= Community Development Employment Projects =

Australian Government initiative in the 2000s

The Community Development Employment Projects (CDEP) was an initiative by the Australian Government for the employment of Aboriginal and Torres Strait Islander people. It provided a flexible basic income support.

One way in which the CDEP funds, along with those of another federal government program, the Community Housing and Infrastructure Program (CHIP), were deployed was via the Aboriginal and Torres Strait Islander Commission (ATSIC) to outstations (tiny, remote communities, also known as homelands) across the Northern Territory, until ATSIC was dismantled by the Howard government in 2004. Then CDEP was transferred to the Department of Employment and Workplace Relations (2001–2007), which made it much harder to access by outstation residents.

On 23 July 2007, during the Northern Territory National Emergency Response ("the Intervention"), the Howard government announced the abolition of the CDEP scheme in the Northern Territory.
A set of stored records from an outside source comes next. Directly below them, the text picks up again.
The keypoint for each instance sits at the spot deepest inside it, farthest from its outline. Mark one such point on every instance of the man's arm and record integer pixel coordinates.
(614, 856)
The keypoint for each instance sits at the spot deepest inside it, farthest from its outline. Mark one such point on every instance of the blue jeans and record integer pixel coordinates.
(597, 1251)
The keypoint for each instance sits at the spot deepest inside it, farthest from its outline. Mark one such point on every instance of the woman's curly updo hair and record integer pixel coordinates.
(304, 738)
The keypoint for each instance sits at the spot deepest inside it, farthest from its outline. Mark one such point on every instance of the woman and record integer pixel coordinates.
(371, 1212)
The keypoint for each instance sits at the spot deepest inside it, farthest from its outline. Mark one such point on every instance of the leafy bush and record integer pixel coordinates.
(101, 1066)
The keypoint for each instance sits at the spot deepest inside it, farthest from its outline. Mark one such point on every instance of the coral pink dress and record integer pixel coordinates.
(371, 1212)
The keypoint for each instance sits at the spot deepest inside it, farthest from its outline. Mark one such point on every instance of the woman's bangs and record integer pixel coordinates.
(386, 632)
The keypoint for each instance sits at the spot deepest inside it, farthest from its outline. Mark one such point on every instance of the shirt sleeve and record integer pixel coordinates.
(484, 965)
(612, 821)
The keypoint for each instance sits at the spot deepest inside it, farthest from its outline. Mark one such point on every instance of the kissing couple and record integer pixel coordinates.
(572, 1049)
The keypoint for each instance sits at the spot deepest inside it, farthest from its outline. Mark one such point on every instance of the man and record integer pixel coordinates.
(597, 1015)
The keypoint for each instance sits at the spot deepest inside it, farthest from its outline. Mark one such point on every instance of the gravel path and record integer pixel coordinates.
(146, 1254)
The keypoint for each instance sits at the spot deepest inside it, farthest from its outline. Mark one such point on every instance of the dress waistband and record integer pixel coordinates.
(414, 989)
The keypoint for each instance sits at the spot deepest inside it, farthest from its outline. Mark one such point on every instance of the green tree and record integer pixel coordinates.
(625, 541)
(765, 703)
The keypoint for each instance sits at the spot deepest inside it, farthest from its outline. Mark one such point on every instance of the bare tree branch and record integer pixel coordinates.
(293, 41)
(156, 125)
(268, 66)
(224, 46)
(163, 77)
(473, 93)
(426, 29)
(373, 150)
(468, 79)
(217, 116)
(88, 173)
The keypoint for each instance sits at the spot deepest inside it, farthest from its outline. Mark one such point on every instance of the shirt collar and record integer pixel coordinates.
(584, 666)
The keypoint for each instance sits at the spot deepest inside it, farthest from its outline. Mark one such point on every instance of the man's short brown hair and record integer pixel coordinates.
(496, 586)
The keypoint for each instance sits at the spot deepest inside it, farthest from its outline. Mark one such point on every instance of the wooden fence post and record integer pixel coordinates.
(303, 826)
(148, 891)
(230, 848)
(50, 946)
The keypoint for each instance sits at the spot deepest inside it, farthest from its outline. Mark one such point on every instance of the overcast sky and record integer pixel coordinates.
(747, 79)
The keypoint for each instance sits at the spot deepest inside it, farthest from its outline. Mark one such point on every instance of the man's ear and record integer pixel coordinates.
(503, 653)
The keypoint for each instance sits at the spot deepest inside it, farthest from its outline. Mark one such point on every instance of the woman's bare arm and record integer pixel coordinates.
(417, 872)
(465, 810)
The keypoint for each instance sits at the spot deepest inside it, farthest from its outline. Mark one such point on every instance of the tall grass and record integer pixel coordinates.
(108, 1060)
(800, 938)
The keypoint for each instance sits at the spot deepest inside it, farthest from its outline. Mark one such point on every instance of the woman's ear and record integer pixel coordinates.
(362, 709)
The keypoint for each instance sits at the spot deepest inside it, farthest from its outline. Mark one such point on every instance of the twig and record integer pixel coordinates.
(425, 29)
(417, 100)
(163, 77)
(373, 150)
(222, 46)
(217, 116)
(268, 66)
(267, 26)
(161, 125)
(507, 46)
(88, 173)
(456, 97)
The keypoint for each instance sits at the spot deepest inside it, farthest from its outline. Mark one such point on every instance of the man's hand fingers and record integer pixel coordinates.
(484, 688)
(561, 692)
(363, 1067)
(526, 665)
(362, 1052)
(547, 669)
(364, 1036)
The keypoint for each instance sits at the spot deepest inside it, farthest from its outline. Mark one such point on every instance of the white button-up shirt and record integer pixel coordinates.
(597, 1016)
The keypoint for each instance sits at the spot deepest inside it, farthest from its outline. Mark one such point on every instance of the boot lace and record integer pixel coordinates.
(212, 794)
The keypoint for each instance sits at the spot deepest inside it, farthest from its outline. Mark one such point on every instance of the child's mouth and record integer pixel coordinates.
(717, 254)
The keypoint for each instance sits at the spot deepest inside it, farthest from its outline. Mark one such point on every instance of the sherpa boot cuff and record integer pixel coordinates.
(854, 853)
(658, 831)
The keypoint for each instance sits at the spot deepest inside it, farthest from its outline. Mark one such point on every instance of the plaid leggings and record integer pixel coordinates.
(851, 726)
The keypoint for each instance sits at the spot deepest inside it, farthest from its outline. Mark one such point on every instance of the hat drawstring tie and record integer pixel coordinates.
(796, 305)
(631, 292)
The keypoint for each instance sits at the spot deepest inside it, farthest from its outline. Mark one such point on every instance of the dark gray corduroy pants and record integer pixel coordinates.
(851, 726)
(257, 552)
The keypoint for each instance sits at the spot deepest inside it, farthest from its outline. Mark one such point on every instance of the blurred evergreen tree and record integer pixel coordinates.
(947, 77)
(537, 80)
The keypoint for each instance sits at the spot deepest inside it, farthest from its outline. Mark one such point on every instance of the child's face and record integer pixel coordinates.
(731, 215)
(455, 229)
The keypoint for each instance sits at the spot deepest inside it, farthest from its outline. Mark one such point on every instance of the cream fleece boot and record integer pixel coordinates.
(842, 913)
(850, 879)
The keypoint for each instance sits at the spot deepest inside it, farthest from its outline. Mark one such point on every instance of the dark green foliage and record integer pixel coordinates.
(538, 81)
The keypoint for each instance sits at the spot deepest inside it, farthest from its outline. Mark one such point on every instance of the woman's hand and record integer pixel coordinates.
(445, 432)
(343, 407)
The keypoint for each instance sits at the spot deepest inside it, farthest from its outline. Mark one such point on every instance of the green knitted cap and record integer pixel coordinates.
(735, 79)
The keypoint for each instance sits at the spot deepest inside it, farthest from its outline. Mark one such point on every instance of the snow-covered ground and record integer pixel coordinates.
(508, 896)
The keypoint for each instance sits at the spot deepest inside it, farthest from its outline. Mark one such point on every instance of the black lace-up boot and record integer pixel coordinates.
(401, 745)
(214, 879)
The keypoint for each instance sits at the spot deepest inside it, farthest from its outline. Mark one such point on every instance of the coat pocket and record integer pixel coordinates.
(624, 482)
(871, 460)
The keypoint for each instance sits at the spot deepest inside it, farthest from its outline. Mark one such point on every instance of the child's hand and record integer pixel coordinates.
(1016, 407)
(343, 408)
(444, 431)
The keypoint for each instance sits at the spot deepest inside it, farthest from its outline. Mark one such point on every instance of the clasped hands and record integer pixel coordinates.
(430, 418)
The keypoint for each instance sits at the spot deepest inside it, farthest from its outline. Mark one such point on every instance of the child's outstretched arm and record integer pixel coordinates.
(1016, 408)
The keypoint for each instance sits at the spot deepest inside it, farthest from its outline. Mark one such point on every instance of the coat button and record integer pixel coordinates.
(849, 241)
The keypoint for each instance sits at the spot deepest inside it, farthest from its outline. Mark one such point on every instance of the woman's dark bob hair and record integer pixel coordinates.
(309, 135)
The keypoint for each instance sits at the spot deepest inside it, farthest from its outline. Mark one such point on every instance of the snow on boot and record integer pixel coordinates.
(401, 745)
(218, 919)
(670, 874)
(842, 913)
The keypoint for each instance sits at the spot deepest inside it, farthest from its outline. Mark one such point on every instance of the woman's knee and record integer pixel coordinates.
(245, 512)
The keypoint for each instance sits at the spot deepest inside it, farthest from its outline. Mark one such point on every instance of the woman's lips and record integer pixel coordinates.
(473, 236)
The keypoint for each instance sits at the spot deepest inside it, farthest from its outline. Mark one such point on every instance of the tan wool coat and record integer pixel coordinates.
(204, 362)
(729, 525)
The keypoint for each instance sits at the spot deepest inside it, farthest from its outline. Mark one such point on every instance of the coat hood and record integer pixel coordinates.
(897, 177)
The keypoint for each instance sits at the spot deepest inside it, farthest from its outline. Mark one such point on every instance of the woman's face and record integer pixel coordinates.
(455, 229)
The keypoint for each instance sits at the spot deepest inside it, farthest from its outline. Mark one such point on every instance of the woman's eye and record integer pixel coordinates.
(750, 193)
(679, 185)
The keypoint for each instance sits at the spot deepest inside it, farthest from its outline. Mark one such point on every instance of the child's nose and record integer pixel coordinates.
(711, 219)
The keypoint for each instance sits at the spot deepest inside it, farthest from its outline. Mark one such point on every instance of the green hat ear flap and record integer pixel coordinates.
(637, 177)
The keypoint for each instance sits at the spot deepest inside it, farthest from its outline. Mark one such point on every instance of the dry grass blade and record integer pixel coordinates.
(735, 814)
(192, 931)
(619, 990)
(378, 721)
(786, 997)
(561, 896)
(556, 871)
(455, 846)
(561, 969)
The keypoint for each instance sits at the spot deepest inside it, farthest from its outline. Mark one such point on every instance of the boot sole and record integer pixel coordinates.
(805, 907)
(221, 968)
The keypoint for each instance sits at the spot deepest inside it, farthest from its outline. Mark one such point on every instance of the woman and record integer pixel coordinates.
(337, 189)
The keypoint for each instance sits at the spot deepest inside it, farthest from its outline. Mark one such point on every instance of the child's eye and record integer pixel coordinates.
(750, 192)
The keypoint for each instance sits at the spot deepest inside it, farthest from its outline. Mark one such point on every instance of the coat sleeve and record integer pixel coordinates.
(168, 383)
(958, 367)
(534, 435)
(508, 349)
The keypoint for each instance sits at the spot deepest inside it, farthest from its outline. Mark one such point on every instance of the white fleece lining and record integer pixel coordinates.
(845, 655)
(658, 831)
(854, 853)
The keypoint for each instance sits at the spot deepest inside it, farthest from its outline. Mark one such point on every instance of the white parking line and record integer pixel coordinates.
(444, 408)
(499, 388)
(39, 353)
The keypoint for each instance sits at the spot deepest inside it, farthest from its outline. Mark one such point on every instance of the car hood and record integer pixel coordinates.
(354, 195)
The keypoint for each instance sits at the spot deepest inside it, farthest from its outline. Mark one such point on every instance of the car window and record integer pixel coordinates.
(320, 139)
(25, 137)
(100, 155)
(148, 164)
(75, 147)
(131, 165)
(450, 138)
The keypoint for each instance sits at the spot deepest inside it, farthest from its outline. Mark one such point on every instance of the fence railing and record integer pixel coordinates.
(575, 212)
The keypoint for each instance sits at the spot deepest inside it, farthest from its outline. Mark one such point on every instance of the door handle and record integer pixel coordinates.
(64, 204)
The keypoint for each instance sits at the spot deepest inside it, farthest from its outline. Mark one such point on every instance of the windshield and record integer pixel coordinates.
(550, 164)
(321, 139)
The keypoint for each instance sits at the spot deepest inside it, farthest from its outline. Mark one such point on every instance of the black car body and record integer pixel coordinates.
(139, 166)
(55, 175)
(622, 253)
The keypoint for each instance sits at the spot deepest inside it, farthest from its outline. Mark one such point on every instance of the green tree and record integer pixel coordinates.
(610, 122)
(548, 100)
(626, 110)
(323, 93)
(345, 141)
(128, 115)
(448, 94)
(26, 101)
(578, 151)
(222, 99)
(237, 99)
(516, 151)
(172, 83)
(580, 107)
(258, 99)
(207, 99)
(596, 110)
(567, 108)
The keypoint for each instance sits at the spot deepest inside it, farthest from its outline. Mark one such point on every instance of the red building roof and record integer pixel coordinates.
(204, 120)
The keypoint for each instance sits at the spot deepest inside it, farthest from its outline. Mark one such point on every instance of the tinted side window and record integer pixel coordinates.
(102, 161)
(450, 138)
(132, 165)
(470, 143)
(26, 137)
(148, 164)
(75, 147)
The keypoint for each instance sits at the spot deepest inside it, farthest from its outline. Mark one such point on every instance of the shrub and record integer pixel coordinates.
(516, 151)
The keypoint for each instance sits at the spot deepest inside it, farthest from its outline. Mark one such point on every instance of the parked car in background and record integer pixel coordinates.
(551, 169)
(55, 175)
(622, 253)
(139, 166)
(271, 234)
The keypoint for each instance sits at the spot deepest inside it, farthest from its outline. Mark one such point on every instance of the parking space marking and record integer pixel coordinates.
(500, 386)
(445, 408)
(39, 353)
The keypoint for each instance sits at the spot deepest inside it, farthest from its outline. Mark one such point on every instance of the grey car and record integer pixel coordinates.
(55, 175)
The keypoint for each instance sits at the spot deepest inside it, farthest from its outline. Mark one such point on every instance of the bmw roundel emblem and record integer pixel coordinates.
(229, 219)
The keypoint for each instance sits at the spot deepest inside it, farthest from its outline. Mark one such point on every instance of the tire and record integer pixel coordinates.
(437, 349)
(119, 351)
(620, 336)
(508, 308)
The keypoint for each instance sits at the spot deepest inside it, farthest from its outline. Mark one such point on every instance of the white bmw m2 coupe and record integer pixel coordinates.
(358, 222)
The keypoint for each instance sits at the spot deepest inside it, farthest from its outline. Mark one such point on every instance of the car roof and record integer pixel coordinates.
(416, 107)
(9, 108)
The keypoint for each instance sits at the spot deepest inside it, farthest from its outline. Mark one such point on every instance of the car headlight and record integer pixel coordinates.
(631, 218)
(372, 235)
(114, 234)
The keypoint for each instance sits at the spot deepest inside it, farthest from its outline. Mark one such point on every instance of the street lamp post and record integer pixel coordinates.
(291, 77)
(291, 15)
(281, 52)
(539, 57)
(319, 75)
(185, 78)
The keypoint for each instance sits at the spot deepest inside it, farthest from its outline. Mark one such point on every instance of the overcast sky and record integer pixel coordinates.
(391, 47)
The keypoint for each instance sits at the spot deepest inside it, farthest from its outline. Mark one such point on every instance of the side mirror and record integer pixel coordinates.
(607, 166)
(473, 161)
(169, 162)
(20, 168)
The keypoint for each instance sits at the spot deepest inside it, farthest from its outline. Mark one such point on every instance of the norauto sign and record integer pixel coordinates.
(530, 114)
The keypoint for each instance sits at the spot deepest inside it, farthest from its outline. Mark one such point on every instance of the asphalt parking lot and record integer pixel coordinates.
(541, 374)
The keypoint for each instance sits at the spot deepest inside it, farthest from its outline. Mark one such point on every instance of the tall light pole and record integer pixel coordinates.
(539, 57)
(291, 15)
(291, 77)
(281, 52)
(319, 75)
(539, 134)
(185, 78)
The scheme had an estimated 7,500 participants. The Government planned to progressively abolish projects in urban areas of Australia by July 2009, and in remote areas by July 2011.

In July 2009, CDEP was replaced with Job Services Australia in regions with “established economies”. In remote areas, new participants were redirected to income support direct from Centrelink. In the homelands, it was replaced with the Community Development Program, a work-for-the-dole scheme, requiring unemployed people to work five hours a day, five days a week in supervised work or training.